Ormand's ‘Perversion in Antiquity? Foucault, Seneca, and Psychiatric Reasoning’ makes a similar argument, but grounds it in a more ontological perspective. Where psychiatric reasoning posits the existence of certain universals within the human psyche, such as sex, sexuality and gender, and then deduces putative norms of behaviour and discourse therefrom, what Foucault's examination of the ancient record shows is that these universal categories are in fact historical constructions. This is not to say that there are not certain historical continuities in behaviours or that human anatomy itself has radically changed, but rather the valences given these things, the borders between them and the unities constituted around them are not fixed. Did Seneca or the target of his criticism, Hostius, have a sex? They presumably had penises, but the modern understanding of the word ‘sex’ in English and French goes far beyond a certain expandable appendage to encompass behaviours, sensations, erogenous zones and elaborate schedules of taboos and satisfactions that, as Ormand shows, were simply not grouped together in the same way for members of the elite in the empire as they are for us.

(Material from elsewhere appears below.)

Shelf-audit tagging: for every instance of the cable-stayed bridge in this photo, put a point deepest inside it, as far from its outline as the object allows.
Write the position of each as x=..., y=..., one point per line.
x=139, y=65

Allouch, in ‘The Sexual Scene Concerns a Single Character’, continues the advocacy for an expanded psychoanalytic understanding that, rather than rejecting the historical contingency of given configurations of the desiring self, embraces it. This perspective is further elaborated by Ayouch in his essay. Calame, in turn, gives this mandate concrete form in a reading of the often collective and performative ‘subject of discourse’ in Sappho. Renaut, in ‘Ancient Sexuality and the Principle of Activity’, argues that the charge that Foucault reduces ancient sexual practices to the ‘penetrative model’ derived from Dover is an oversimplification. It is not that the ancient subject's focus on activity rather than passivity derives from the paradigm of who inserts and who receives the phallus, but rather that ancient sexual practices are themselves understood through a matrix that prizes activity and control and stigmatises passivity and the loss of autonomy. What we are looking at then, as Lorenzini and Sforzini make clear, is less a reduction of complex psychic and social phenomena to a shadow calc of the sexual act, and instead a complex game of truth in the formation of the self, in which erotic acts play a central role, but one which is as constructed as it is constructing.
This is a rich set of essays, put together by expert hands. Not everyone will agree with every position. But if you want to understand the continuing importance of Foucault's work almost 40 years after the publication of volumes 2 and 3 of the History of Sexuality, this is an excellent place to start.